DISCLAIMER : BELOW CONTENT IS NOT AI GENERATED AND REPRESENTS THE AUTHORS VIEWS AND INTERPRETATIONS. FOR QUERIES USE THE COMMENT BOX BELOW.

The protein folding problem refers to the challenge : Can we predict a protein's structure completely from its sequence?. While this is possible using X-ray crystallography and Nuclear Magnetic Resonance (NMR), these techniques face challenges such as:

  1. low success rates in getting high quality protein crystals (for ex: intrinsically disordered proteins fall in this category. More details on how to grow crystals here),
  2. limitations on the protein sizes that can be crystallized (for ex: while individual proteins in the Nuclear Pore Complex (NPC) can be crystallized and examined, the overall assembly remains elusive to study via experimental techniques),
  3. tedious process with low throughput rates.

An alternative approach would be to simulate the protein folding process using computers. However, our current compute capabilities allow access to simulation times on the scale of 10s of nanoseconds, enabling folding simulations of only small proteins.[1] Google DeepMind's first iteration at this problem, called AlphaFold1, uses Convolutional Neural Networks (CNNs) to predict torsion and distance distributions (called distograms) from Multiple Sequence Alignment (MSA) features. Potentials were constructed based on these distributions and the initial structure from the predicted torsion and distance distributions was minimized using gradient descent.[2] Using this strategy the DeepMind team could predict accurate protein backbone structures.[2]
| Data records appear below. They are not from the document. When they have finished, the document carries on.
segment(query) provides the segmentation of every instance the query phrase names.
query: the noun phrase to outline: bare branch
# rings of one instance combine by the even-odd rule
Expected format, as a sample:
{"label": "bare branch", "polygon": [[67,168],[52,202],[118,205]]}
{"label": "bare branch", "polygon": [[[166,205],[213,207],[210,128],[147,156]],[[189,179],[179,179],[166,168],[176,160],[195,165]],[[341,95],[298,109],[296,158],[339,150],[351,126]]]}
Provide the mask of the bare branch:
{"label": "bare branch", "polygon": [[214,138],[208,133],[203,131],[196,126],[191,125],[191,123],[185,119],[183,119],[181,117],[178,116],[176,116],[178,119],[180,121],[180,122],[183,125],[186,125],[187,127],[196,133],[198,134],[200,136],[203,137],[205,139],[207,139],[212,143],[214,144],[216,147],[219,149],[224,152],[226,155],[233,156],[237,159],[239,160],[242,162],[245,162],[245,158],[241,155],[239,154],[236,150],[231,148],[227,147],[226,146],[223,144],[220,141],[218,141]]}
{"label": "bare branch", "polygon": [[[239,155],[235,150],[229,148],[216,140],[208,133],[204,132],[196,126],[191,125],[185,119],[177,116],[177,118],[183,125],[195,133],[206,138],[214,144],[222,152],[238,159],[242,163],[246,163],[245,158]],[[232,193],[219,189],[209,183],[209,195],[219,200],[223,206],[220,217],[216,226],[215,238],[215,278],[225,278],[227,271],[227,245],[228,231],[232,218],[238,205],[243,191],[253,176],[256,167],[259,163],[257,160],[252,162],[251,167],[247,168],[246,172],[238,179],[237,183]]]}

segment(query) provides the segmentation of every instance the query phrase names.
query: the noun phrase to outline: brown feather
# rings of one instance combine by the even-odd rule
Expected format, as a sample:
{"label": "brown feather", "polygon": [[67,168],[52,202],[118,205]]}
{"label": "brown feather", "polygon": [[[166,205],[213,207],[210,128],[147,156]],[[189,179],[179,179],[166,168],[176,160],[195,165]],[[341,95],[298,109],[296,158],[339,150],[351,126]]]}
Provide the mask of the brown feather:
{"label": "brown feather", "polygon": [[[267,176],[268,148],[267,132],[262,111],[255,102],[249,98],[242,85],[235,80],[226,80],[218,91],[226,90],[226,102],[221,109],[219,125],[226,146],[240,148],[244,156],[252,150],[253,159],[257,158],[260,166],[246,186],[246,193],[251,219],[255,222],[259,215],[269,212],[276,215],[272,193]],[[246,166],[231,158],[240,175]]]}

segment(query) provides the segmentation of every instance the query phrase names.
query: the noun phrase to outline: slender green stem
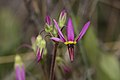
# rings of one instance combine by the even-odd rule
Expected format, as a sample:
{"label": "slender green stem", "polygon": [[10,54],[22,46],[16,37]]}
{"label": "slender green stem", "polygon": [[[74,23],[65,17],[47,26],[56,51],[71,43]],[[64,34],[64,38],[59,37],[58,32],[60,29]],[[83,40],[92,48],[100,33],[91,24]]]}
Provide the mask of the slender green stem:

The following year the DeepMind team unveiled a more powerful model, based on the transformer architecture, that could now predict accurate protein side conformations as well. This model, called AlphaFold2, could predict structures with a median backbone accuracy of 0.96 Å r.m.s.d.95 (Cα root-mean-square deviation at 95% residue coverage) on the CASP14 test domains. In addition, most predicted structures had Template Modelling (TM) scores greater than 0.9.[3] AlphaFold2 marks the start of a series of computational models that predict protein structures on the scale of experimental accuracy.

AF1 and AF2 architectures
Figure 1. AlphaFold1 and AlphaFold2 model diagrams

AlphaFold3 (AF3) was released by the DeepMind team in 2023 and is their latest open source model as of date that goes beyond just predicting protein structures and includes RNA, DNA, docking of ligands and ions, bio-molecular complexes and multimers.[4] In this technical blog I will go over some of the details of the model architecture, results on benchmarks and some of the limitations of this model.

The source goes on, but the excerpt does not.